Немирович долго не мог взять в толк, зачем Булгакову надо было завершить свою пьесу раскаянием шпиона: «Черт его дери, это неинтересно». Пройдя роль с Топорковым, он проникся иным пониманием вещей. «Что-то трагическое есть в том, что после того, как мы видели уютную квартиру, дворец, богатый салтыковский дом, спектакль кончается самой плохой избой. В этом какая-то необыкновенная глубина у Булгакова. Петербургский блеск, великолепная квартира, дворец, бал и т. п. и вдруг: глушь… закоптелый потолок, сальные свечи… холодище… и какие-то жандармы… Это везут Пушкина».
Битков появлялся в избе станционного смотрителя в шубенке на рыбьем меху, продрогший до костей, в длинном шарфе висельника на шее, а поверх ушей повязанный еще каким-то бабьим платком. Выпив водки, он погружался в разматывание какой-то сосущей его мысли, начинал перед кем-то невидимым оправдываться («выковыривать душу»), петлял в оговорках и подходил наконец к главному моменту спектакля. В запретном упоении, на всхлипе Битков начинал читать строчки убиенного поэта, на которого доносил. Филер почти рыдал от того, что и он причастился к чему-то несказанно высокому: «Я человек подневольный, – обращался он к высшему судие, – погруженный в нистожество» (именно так произносил Топорков). И, озаренный страшной догадкой, тихо вопрошал сам себя и замерший зал: «…зароем мы его… а будет ли толк… Опять, может, спокойствия не настанет».

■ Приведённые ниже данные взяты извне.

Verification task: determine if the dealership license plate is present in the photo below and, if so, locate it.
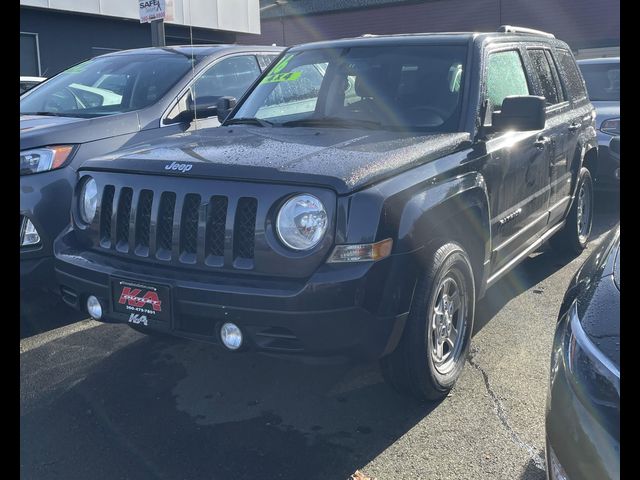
[112,279,171,325]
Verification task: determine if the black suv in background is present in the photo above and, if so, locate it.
[55,27,597,399]
[20,45,283,289]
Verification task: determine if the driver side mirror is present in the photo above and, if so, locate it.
[187,94,218,118]
[217,97,238,123]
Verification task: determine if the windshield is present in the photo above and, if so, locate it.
[20,53,198,117]
[232,45,466,132]
[580,62,620,102]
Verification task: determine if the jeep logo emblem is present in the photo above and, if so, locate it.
[164,162,193,173]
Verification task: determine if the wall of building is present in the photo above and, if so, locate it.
[20,7,236,77]
[20,0,260,33]
[238,0,620,49]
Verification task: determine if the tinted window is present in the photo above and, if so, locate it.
[236,45,466,131]
[193,55,260,99]
[258,53,278,70]
[487,50,529,110]
[20,53,198,117]
[556,49,587,100]
[529,50,561,105]
[580,62,620,102]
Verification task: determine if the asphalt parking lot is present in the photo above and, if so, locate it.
[20,193,619,480]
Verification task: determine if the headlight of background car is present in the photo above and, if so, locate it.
[20,145,73,175]
[600,118,620,135]
[276,194,328,250]
[79,177,98,223]
[565,302,620,410]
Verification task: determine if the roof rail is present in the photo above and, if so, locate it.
[498,25,556,38]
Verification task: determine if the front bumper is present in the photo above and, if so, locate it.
[55,231,415,359]
[545,308,620,480]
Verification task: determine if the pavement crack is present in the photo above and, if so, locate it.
[467,354,545,471]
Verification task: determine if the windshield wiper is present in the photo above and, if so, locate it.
[20,112,93,118]
[280,117,382,128]
[224,117,273,127]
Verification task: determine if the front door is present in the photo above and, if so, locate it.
[485,47,550,272]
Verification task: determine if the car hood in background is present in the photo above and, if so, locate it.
[82,126,469,194]
[20,112,140,150]
[591,101,620,129]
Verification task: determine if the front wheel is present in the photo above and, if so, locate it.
[550,167,593,255]
[381,242,475,400]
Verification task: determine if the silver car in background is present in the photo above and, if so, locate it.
[578,57,620,191]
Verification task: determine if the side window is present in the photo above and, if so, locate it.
[168,55,260,124]
[258,53,278,71]
[529,49,561,105]
[556,49,587,100]
[193,55,260,101]
[487,50,529,111]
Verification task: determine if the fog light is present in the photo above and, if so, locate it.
[87,295,102,320]
[20,217,40,247]
[220,323,242,350]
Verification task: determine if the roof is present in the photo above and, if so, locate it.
[103,44,283,57]
[292,32,563,50]
[578,57,620,65]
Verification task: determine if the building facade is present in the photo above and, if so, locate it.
[238,0,620,51]
[20,0,260,77]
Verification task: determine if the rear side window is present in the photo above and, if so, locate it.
[529,50,562,105]
[556,49,587,100]
[487,50,529,110]
[258,53,278,71]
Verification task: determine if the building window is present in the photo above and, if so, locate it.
[20,32,40,77]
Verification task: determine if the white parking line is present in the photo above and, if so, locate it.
[20,318,102,354]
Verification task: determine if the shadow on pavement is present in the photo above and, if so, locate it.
[20,290,87,339]
[20,193,617,480]
[20,332,437,480]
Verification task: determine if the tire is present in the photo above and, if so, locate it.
[550,167,594,255]
[380,242,475,401]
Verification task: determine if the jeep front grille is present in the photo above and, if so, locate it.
[99,185,258,269]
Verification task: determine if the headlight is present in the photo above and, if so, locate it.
[79,177,98,223]
[276,194,327,250]
[20,145,73,175]
[600,118,620,135]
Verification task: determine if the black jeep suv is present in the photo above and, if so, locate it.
[55,27,597,399]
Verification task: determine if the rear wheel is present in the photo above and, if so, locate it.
[381,243,475,400]
[550,168,593,255]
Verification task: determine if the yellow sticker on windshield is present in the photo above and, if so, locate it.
[260,72,302,83]
[260,54,300,83]
[64,60,91,73]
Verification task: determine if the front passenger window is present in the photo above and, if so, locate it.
[487,50,529,111]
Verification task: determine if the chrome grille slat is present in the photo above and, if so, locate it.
[156,192,176,260]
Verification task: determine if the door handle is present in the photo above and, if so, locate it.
[533,137,549,150]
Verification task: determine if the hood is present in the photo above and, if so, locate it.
[82,126,470,194]
[577,227,620,368]
[20,112,140,150]
[591,101,620,129]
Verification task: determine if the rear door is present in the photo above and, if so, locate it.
[527,46,571,224]
[551,48,593,223]
[483,45,549,271]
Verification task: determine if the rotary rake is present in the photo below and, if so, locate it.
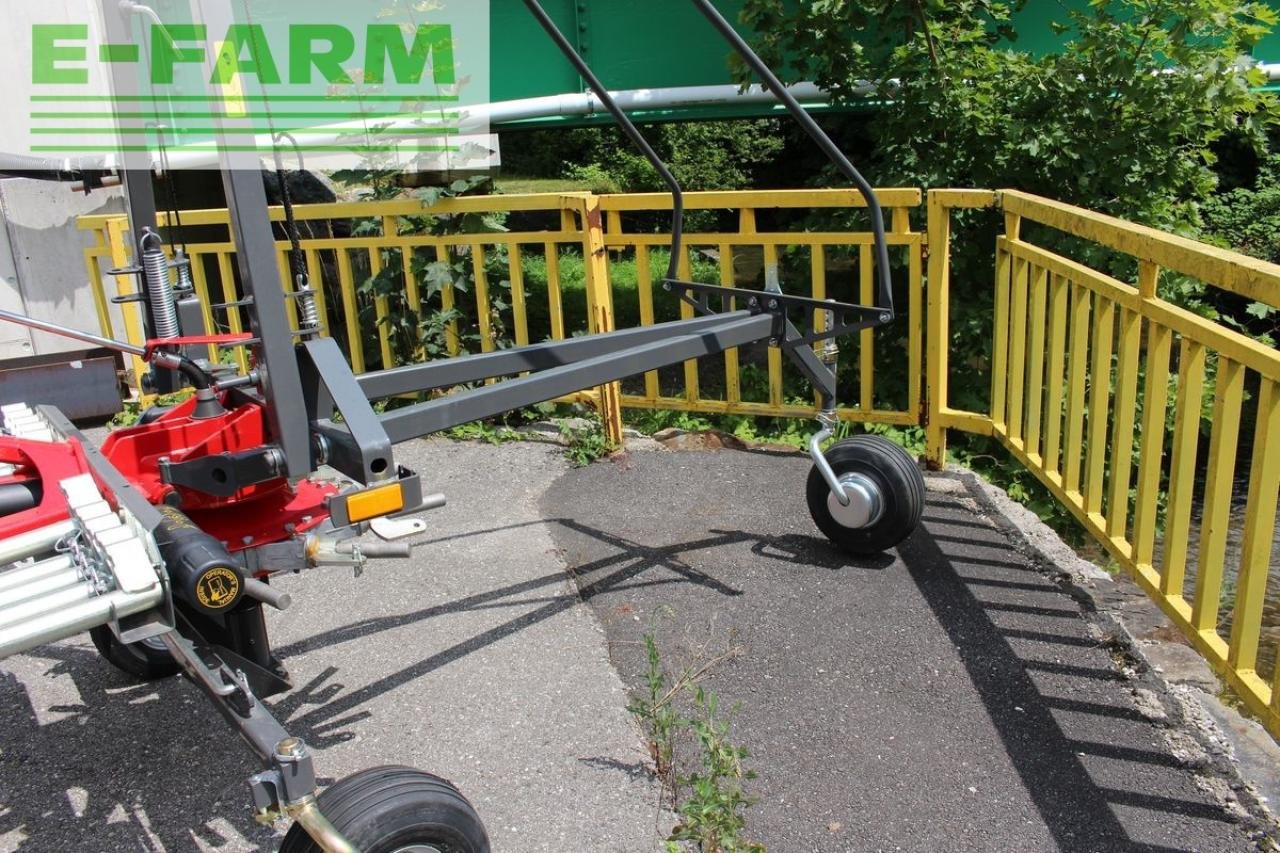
[0,0,924,853]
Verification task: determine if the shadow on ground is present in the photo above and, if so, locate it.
[0,453,1253,852]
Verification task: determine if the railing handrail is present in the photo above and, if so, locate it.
[1000,190,1280,307]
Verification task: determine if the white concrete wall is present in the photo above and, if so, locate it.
[0,179,124,360]
[0,0,124,359]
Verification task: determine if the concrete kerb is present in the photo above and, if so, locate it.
[957,466,1280,835]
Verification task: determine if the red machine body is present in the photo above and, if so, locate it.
[0,435,88,539]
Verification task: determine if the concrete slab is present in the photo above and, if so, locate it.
[0,442,1254,853]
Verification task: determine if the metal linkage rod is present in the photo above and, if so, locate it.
[525,0,685,278]
[691,0,893,319]
[0,309,147,356]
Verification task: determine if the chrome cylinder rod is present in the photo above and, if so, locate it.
[0,309,147,356]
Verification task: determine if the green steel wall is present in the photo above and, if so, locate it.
[492,0,1280,111]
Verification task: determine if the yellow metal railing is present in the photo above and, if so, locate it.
[929,191,1280,734]
[81,190,1280,734]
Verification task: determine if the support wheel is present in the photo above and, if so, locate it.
[280,767,489,853]
[805,435,924,556]
[88,625,182,681]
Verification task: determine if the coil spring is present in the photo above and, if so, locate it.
[138,231,179,339]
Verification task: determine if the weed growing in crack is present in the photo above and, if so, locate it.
[627,633,764,853]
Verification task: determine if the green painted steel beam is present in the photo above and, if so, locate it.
[490,0,1280,129]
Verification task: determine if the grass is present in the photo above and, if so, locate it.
[628,633,764,853]
[495,174,590,196]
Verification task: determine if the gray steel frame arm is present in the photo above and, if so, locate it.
[356,313,745,400]
[381,311,773,442]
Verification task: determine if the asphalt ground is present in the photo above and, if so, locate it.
[0,442,1252,853]
[0,442,669,853]
[541,451,1254,852]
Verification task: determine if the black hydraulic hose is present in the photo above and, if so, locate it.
[692,0,893,316]
[177,356,214,391]
[525,0,685,279]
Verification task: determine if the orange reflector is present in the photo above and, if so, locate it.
[347,483,404,524]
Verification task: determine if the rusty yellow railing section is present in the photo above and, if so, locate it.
[928,191,1280,734]
[81,190,1280,735]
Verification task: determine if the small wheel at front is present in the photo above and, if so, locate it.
[88,625,182,681]
[280,767,489,853]
[805,435,924,556]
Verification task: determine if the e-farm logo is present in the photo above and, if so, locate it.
[31,24,457,86]
[28,17,476,156]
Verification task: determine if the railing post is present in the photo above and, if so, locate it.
[581,195,622,447]
[924,190,951,470]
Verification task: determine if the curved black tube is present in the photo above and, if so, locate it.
[525,0,685,279]
[178,356,214,391]
[692,0,893,319]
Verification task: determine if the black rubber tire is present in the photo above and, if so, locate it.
[88,625,182,681]
[280,767,489,853]
[805,435,924,556]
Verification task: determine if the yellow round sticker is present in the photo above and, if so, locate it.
[196,566,239,610]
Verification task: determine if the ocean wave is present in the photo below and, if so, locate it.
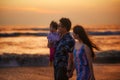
[0,31,120,37]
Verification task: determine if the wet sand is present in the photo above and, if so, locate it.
[0,64,120,80]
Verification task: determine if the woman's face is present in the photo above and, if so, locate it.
[58,23,65,34]
[73,32,78,39]
[50,26,57,32]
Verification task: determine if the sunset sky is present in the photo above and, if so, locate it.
[0,0,120,26]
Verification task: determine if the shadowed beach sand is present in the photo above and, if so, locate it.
[0,64,120,80]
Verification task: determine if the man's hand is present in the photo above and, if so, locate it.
[67,71,73,78]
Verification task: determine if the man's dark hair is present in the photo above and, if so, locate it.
[59,18,71,31]
[50,21,58,30]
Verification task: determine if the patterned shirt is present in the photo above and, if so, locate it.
[47,32,60,47]
[54,33,75,67]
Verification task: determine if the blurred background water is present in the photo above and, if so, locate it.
[0,25,120,54]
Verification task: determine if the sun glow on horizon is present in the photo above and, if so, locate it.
[0,0,120,25]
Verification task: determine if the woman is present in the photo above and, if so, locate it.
[72,25,98,80]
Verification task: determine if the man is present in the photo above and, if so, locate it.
[54,18,75,80]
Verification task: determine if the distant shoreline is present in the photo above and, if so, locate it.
[0,31,120,37]
[0,50,120,67]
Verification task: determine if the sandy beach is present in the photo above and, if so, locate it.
[0,64,120,80]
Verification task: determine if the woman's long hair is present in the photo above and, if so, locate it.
[73,25,99,58]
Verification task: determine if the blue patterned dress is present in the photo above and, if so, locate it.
[73,45,91,80]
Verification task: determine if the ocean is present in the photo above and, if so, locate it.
[0,25,120,54]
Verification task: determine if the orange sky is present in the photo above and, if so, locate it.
[0,0,120,26]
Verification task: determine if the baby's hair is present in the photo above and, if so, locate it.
[50,21,58,30]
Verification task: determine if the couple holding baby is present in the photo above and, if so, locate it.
[47,18,98,80]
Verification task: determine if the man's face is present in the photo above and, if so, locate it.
[58,23,66,34]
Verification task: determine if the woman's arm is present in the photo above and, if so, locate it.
[67,53,74,78]
[85,45,94,77]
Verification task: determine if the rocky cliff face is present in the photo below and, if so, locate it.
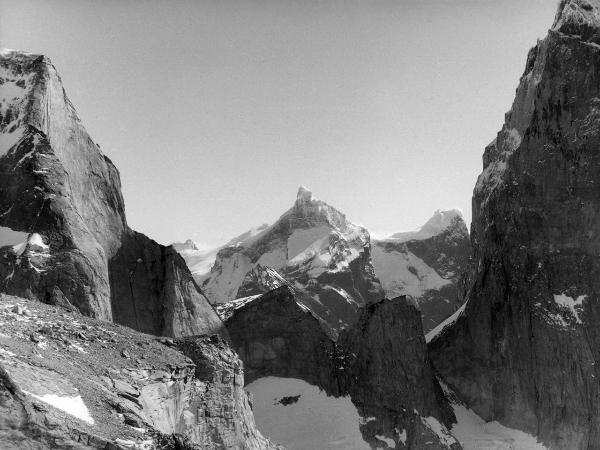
[226,286,460,449]
[0,295,278,450]
[371,210,471,332]
[0,51,221,336]
[430,0,600,449]
[201,187,382,330]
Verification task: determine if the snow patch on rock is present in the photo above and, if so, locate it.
[246,377,371,450]
[425,303,467,344]
[23,391,94,425]
[372,246,452,298]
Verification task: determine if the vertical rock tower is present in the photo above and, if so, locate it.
[0,50,222,336]
[430,0,600,450]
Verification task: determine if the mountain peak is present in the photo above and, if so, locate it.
[391,209,466,241]
[552,0,600,43]
[296,186,313,203]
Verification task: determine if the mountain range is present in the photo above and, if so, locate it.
[173,187,470,332]
[0,0,600,450]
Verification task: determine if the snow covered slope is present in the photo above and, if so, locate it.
[440,382,548,450]
[372,210,471,332]
[192,187,383,329]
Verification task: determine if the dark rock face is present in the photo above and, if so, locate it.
[177,336,283,450]
[201,188,382,330]
[226,286,337,392]
[0,52,222,336]
[226,286,460,449]
[430,0,600,449]
[336,298,460,449]
[372,211,471,332]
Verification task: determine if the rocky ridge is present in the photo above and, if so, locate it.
[371,210,471,332]
[0,50,222,336]
[429,0,600,450]
[199,187,381,330]
[180,187,470,334]
[220,286,460,449]
[0,295,279,450]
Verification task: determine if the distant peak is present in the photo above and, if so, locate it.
[296,186,312,202]
[392,209,466,242]
[552,0,600,43]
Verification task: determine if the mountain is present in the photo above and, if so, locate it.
[199,187,383,330]
[225,286,460,450]
[371,210,471,332]
[0,294,280,450]
[429,0,600,450]
[0,50,222,336]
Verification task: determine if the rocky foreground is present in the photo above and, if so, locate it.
[0,295,279,450]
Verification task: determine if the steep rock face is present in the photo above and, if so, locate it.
[371,210,471,332]
[177,336,283,450]
[430,0,600,449]
[226,286,337,391]
[0,51,221,335]
[225,286,460,449]
[200,187,382,330]
[0,295,277,450]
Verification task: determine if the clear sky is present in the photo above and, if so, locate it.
[0,0,557,245]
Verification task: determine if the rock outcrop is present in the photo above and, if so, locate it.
[0,295,279,450]
[199,187,382,331]
[220,286,460,449]
[226,286,337,392]
[0,51,222,336]
[430,0,600,450]
[371,210,471,332]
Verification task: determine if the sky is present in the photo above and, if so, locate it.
[0,0,557,247]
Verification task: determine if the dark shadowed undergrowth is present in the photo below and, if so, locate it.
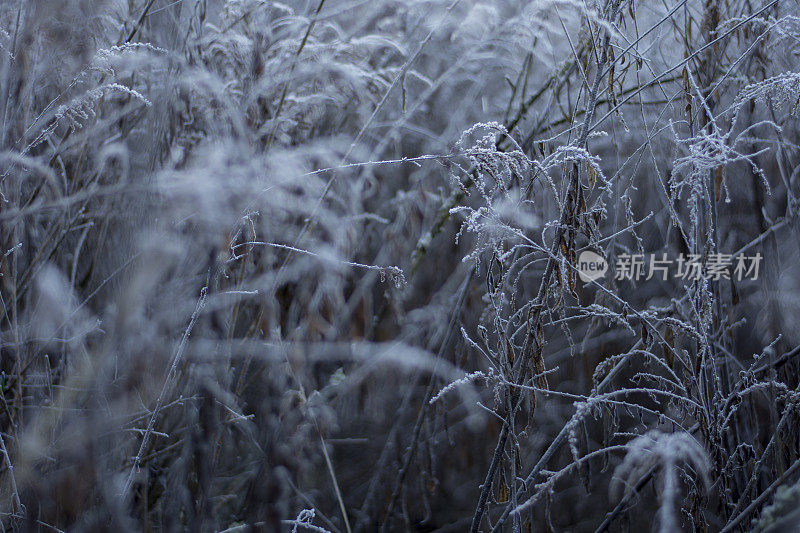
[0,0,800,533]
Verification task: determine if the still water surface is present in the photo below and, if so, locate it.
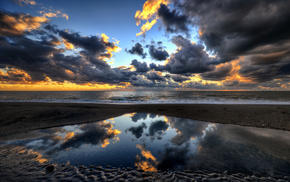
[5,113,290,176]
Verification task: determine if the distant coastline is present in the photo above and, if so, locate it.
[0,102,290,140]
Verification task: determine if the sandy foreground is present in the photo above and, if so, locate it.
[0,102,290,141]
[0,103,290,181]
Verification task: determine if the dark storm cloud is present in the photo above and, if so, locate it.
[125,43,147,59]
[157,4,189,33]
[168,117,208,145]
[169,0,290,82]
[149,121,169,136]
[58,123,117,150]
[150,35,214,74]
[201,63,232,81]
[239,53,290,82]
[145,71,165,82]
[131,113,148,122]
[169,75,190,83]
[0,10,48,36]
[126,123,147,138]
[149,45,169,61]
[157,144,190,171]
[131,59,149,72]
[0,12,136,84]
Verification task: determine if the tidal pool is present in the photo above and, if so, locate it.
[1,113,290,176]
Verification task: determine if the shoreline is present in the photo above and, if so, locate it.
[0,102,290,138]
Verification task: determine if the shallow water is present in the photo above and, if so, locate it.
[2,113,290,176]
[0,91,290,105]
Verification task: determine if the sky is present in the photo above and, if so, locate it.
[0,0,290,91]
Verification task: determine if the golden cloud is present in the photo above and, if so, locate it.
[135,0,170,36]
[38,9,68,20]
[62,39,74,50]
[135,144,158,172]
[0,14,48,36]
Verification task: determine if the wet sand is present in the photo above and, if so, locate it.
[0,103,290,181]
[0,146,290,182]
[0,103,290,141]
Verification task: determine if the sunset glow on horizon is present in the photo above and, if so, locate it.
[0,0,290,91]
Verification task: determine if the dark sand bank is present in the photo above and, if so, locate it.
[0,103,290,141]
[0,146,290,182]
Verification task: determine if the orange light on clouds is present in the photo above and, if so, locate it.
[135,144,158,172]
[62,39,74,50]
[135,0,169,36]
[0,14,48,36]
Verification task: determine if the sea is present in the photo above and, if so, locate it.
[0,91,290,105]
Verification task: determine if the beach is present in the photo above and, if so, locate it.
[0,102,290,141]
[0,102,290,181]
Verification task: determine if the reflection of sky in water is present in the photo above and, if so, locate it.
[3,113,290,175]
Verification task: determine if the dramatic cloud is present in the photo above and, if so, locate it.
[131,113,148,122]
[0,12,134,84]
[57,122,121,150]
[170,0,290,82]
[131,59,149,72]
[149,121,169,136]
[150,35,214,74]
[135,0,169,36]
[149,45,169,61]
[126,123,147,138]
[125,43,147,59]
[0,11,48,36]
[145,71,165,83]
[157,4,189,33]
[169,75,190,83]
[11,0,36,6]
[201,63,232,81]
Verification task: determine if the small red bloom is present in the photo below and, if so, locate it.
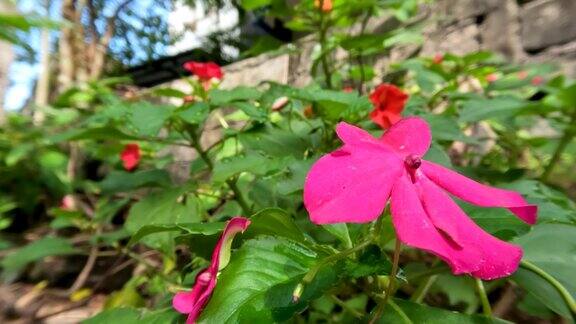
[531,75,544,86]
[518,70,528,80]
[272,96,290,111]
[314,0,333,12]
[120,144,140,171]
[432,53,444,64]
[370,83,408,129]
[60,195,76,211]
[184,61,224,81]
[172,217,250,324]
[486,73,498,83]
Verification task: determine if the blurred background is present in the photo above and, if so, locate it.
[0,0,576,323]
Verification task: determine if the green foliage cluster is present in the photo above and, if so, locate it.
[0,0,576,323]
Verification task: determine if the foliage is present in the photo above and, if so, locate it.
[0,0,576,323]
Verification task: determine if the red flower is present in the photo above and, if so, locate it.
[172,217,250,324]
[314,0,333,12]
[120,144,140,171]
[531,75,544,86]
[370,83,408,129]
[518,70,528,80]
[184,61,224,81]
[60,195,76,211]
[486,73,498,83]
[432,53,444,64]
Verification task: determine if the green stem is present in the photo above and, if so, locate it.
[370,238,402,324]
[388,299,414,324]
[330,295,364,319]
[302,240,372,284]
[541,108,576,181]
[474,278,492,317]
[188,128,252,216]
[520,260,576,315]
[410,275,438,304]
[319,0,332,89]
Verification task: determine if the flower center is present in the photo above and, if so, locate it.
[404,154,422,170]
[197,271,212,285]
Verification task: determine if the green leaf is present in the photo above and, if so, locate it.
[460,204,530,240]
[231,102,268,122]
[238,126,312,158]
[99,170,172,194]
[513,224,576,318]
[0,237,80,272]
[246,208,306,242]
[460,96,529,122]
[130,102,174,136]
[152,88,186,98]
[82,307,176,324]
[322,223,352,248]
[124,188,203,253]
[50,126,138,143]
[210,87,262,106]
[199,236,328,323]
[176,102,210,125]
[212,154,280,182]
[82,307,140,324]
[128,223,224,246]
[344,245,392,279]
[378,298,510,324]
[240,0,272,11]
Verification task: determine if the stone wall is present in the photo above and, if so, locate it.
[208,0,576,87]
[422,0,576,77]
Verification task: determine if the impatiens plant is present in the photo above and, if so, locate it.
[120,143,140,171]
[370,83,408,129]
[0,0,576,324]
[304,117,537,280]
[172,217,250,324]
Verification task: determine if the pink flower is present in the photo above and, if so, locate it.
[486,73,498,83]
[304,117,537,280]
[184,61,224,81]
[432,53,444,64]
[60,195,76,211]
[530,75,544,86]
[120,144,140,171]
[172,217,250,324]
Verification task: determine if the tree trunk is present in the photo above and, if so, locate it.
[0,0,16,125]
[58,0,76,93]
[32,0,51,125]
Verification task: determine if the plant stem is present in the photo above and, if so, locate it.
[520,260,576,315]
[319,0,332,89]
[302,240,372,284]
[370,238,402,324]
[410,275,438,304]
[474,278,492,317]
[188,128,252,215]
[388,299,414,324]
[330,295,364,319]
[540,108,576,181]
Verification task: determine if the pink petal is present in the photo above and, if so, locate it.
[380,117,432,156]
[304,145,403,224]
[417,177,522,280]
[172,291,198,314]
[421,161,538,224]
[210,217,250,273]
[391,174,480,274]
[336,122,390,151]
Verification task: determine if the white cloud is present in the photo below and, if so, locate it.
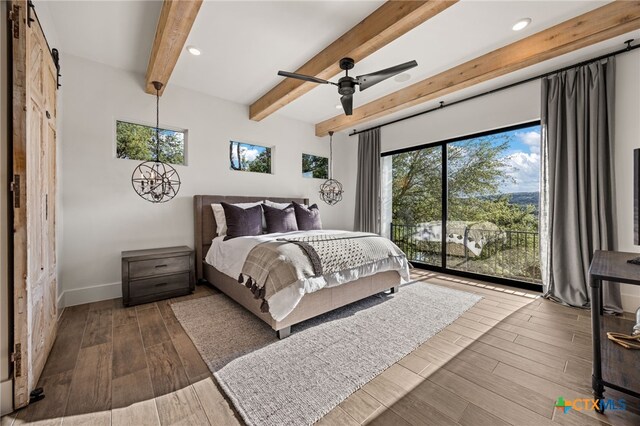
[516,130,540,154]
[240,148,260,161]
[231,146,260,163]
[501,152,540,193]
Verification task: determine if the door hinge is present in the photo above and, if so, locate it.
[11,175,20,209]
[11,343,22,377]
[9,4,20,38]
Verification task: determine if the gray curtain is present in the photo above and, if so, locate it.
[540,58,622,312]
[354,128,380,234]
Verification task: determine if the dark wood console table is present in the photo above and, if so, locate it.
[589,250,640,412]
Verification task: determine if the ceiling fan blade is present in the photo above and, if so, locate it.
[340,95,353,115]
[356,61,418,92]
[278,71,331,84]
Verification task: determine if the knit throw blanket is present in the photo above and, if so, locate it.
[238,232,405,312]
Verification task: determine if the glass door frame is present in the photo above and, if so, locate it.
[380,120,542,292]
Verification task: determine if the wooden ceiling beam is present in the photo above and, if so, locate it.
[145,0,202,95]
[316,0,640,136]
[249,0,458,121]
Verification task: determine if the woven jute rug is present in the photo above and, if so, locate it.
[171,282,481,425]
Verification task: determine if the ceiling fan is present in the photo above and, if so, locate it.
[278,58,418,115]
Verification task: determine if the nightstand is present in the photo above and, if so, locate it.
[122,246,195,306]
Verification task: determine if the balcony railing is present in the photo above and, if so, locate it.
[391,223,542,283]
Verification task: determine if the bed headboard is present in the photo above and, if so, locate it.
[193,195,309,280]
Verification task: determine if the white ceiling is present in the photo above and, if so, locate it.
[47,0,640,130]
[44,0,162,73]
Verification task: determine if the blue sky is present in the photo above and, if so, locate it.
[458,125,540,193]
[231,141,267,165]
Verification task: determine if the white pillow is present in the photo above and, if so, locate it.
[211,201,266,236]
[264,200,309,210]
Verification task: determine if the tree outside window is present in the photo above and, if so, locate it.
[116,121,186,165]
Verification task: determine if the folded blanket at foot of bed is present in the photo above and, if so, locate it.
[238,232,405,312]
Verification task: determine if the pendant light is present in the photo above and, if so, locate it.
[320,131,344,206]
[131,81,180,203]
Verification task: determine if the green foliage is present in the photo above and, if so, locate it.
[229,141,271,173]
[247,148,271,173]
[392,135,538,231]
[302,154,329,179]
[116,121,185,165]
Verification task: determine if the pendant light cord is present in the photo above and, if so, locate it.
[329,130,333,179]
[156,86,160,162]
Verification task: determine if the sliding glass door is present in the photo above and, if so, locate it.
[384,123,541,284]
[390,146,443,266]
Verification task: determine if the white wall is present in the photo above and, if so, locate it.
[614,50,640,312]
[376,50,640,311]
[60,54,353,306]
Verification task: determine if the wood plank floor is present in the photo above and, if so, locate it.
[2,270,640,426]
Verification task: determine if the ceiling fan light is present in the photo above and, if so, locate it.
[511,18,531,31]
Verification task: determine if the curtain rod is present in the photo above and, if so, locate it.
[349,39,640,136]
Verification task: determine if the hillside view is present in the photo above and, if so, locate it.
[392,125,540,282]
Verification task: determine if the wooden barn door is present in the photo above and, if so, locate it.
[9,0,57,408]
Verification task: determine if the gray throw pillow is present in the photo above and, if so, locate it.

Немирович-Данченко провел с актерами восемь бесед и репетиций, которые поражают завещательной силой. Предчувствуя близкий конец, восьмидесятипятилетний режиссер пытался втолковать исполнителям самое важное, что есть в искусстве Художественного театра. Он обнаруживает, что в актерском ансамбле нет общего понимания трагического нерва пьесы – «тут нет травли Пушкина», актеры не чувствуют ситуации, вот этой самой метели за окном, вселенского холода, того, что «мир опустел». Он видит уверенных, благодушных артистов, раскрашивающих слова. «Там, где-то в мозжечке актера, где помещается идеологическое отношение к своей роли, там – инертно, слабо, не серьезно, не зло».